Джагиндер за соседним столиком прислушался.
— Красотка, которую ты привел сюда, когда она спасла тебе жизнь? — спросил третий, в наполовину расстегнутой облегающей рубашке, что открывала безволосую грудь и золотую цепочку.
— Да, — сказал Инеш, вспомнив о своей гордости и отраде — рубиновом 500-кубовом «триумфе», что стрелой проносился мимо «радждутов», «яв» и «роял энфилдов», натужно тарахтевших следом. Инешу крупно повезло: он купил мотоцикл всего за 6400 рупий у пилота из Англии.
Неделю назад Инеш мчался на своем «триумфе» под дождем. Вдруг раздался безумный крик: «Стой!» — и он с визгом затормозил. Лишь тогда парень увидел электрический провод, висевший в паре дюймов от горла. Инеш оглянулся на голос, спасший ему жизнь. Оказалось, что он принадлежит богине в золотистом наряде, и от растерянности Инеш смог лишь сказать: «Угостить тебя чаем?»
Милочка отказалась и, не глядя в глаза, направилась к кампусу университета ШНДТ, но Инеш настаивал.
— Пойдем, — уговаривал он. — Я прокачу тебя на своем мотоцикле. Он один такой во всем Бомбее. Я даже научу тебя на нем ездить!
Девушка посмотрела на хромированную махину. Робко протянула руку и погладила ее. Глаза вспыхнули в предвкушении, и она села сзади, свесив ноги с одной стороны и скромно обхватив Инеша рукой за талию. Лопаясь от гордости, он повез ее в «Азиатику», а девушка всю дорогу смеялась, явно радуясь неожиданному приключению.
— Сегодня днем я поехал на Малабарский холм, но…
— …ее уже увез другой ухажер, да? — подтрунил Толстяк.
Ежик вскочил и завращал бедрами, распевая песенку из «Дил Деке Декхо» — «Отдай мне сердце, и поймешь», первого рок-н-ролльного фильма в городе.
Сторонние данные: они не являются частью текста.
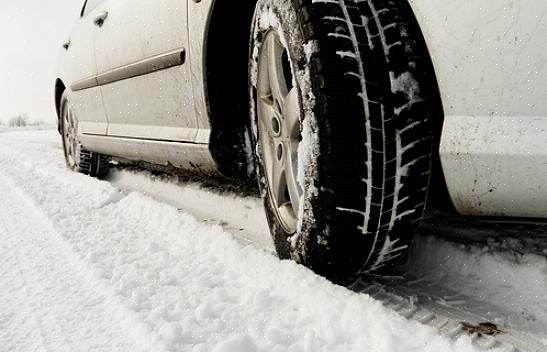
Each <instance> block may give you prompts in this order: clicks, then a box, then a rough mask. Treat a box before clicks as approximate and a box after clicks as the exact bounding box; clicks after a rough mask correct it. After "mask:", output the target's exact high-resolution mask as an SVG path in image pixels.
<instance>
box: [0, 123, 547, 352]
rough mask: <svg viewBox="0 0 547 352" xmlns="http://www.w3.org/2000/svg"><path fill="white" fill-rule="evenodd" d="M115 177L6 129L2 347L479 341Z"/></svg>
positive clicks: (221, 346) (429, 345)
mask: <svg viewBox="0 0 547 352" xmlns="http://www.w3.org/2000/svg"><path fill="white" fill-rule="evenodd" d="M114 178H116V176H114ZM122 181H123V180H121V178H120V177H118V182H122ZM115 184H117V183H116V181H115V180H114V184H113V183H111V182H107V181H98V180H95V179H91V178H88V177H86V176H83V175H79V174H75V173H72V172H69V171H68V170H66V168H65V166H64V161H63V158H62V150H61V145H60V142H59V137H58V135H57V134H56V133H55V132H54V131H40V132H32V131H28V132H17V133H12V132H10V133H0V350H2V351H216V352H220V351H226V352H232V351H233V352H245V351H344V352H345V351H373V352H392V351H393V352H394V351H401V352H402V351H435V352H439V351H463V352H465V351H477V350H480V349H479V348H478V347H477V345H476V344H474V343H473V339H472V338H471V337H469V336H467V335H465V334H460V335H458V337H456V338H450V336H447V335H446V334H444V335H442V334H440V332H439V330H437V329H435V328H433V327H431V326H426V325H422V324H420V323H418V322H416V321H414V320H407V319H405V318H404V317H403V316H402V315H400V314H398V313H397V312H396V311H394V310H392V309H389V308H386V307H384V305H383V304H382V302H381V301H379V300H377V299H375V298H373V297H371V296H369V295H367V294H361V293H357V292H352V291H350V290H348V289H345V288H342V287H339V286H335V285H333V284H331V283H329V282H328V281H326V280H324V279H323V278H321V277H318V276H316V275H315V274H313V273H312V272H310V271H309V270H307V269H305V268H303V267H301V266H298V265H296V264H294V263H292V262H289V261H279V260H278V259H277V258H276V257H275V256H274V255H273V254H271V252H270V251H268V250H267V248H268V243H267V240H263V242H260V241H259V242H258V245H257V244H256V243H254V244H250V245H246V244H245V243H244V242H242V241H241V240H237V239H236V238H235V237H237V236H238V234H237V233H235V232H237V231H238V229H236V227H234V226H227V227H225V228H223V227H221V226H220V225H216V224H213V225H211V224H208V223H207V222H204V221H203V220H204V219H205V218H206V217H207V215H206V214H205V215H203V216H200V215H197V217H198V218H199V219H196V217H195V216H194V215H190V214H188V213H186V212H183V211H180V210H179V209H177V208H180V209H183V210H184V207H178V206H177V207H176V206H173V205H170V204H166V203H162V202H159V201H158V200H156V199H153V198H151V197H149V196H146V195H145V194H143V192H139V191H127V190H125V191H120V189H119V188H118V186H116V185H115ZM125 189H127V188H125ZM190 201H192V200H191V198H190ZM193 201H195V200H193ZM182 202H183V203H184V201H182ZM252 202H253V201H250V203H249V204H250V205H248V209H249V213H248V214H247V215H249V214H255V212H257V211H258V210H257V208H255V207H254V206H253V205H252V204H253V203H252ZM188 207H189V208H191V207H192V206H191V205H188ZM228 213H229V212H228ZM249 216H250V215H249ZM244 218H245V216H244ZM233 221H234V222H237V221H238V220H237V216H235V217H234V219H233ZM248 221H249V222H248V226H247V225H246V226H247V227H245V229H247V230H246V231H247V232H252V231H253V230H249V229H252V228H253V226H255V225H256V224H258V225H257V226H260V221H261V220H255V219H250V220H248ZM227 229H228V230H227ZM232 230H233V231H232ZM243 232H245V231H243ZM259 237H260V236H259ZM250 241H251V242H254V240H253V239H251V240H250ZM264 248H266V250H265V249H264ZM428 264H429V265H435V264H434V263H433V262H432V263H424V264H423V265H424V266H427V265H428ZM544 275H545V273H544ZM378 285H383V283H380V284H378ZM407 286H408V285H407ZM376 287H379V286H376ZM538 287H539V286H538ZM541 287H543V286H541ZM357 291H359V290H357ZM361 291H363V290H361ZM540 302H543V301H541V300H540ZM475 339H476V336H475ZM546 341H547V340H546ZM490 347H492V348H490V350H491V351H506V350H508V348H507V346H504V345H497V344H492V346H490Z"/></svg>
Свирепых взглядов хозяина-иранца парень будто не замечал.
— Эй, Кэки! — наконец крикнул Рустам костлявому официанту и, показав на перечень запретов над зеркалом, сказал: — Добавь: «НЕ ТАНЦЕВАТЬ»!
— Ну что такое, Рустам-бхай? — Ежик простодушно взглянул на него, сел и повернулся к друзьям.
— Да какой там ухажер, — возразил Инеш странным голосом. — По крайней мере, мне так не кажется.
— Что же стряслось-то, яр?
— Я ждал ее возле дома, — ответил Инеш, — и начал читать стихи — из джентльменского справочника «Как ухаживать за дамой». Ну, знаете, романтические такие.
— Может, ей не понравился твой стих? — предположил Толстяк.
— Она вышла вся растрепанная, ошалелая, — продолжал Инеш, затушив окурок в его тарелке. — А потом я очнулся на земле — и ни мотоцикла, ни Милочки!
Друзья звонко, раскатисто захохотали. Толстяк чуть не подавился своей булочкой.
Рустаму за стойкой показалось, что его чересчур долго игнорируют. Внезапно он выключил вентилятор над столиком студентов: мол, немедля что-нибудь закажите или убирайтесь.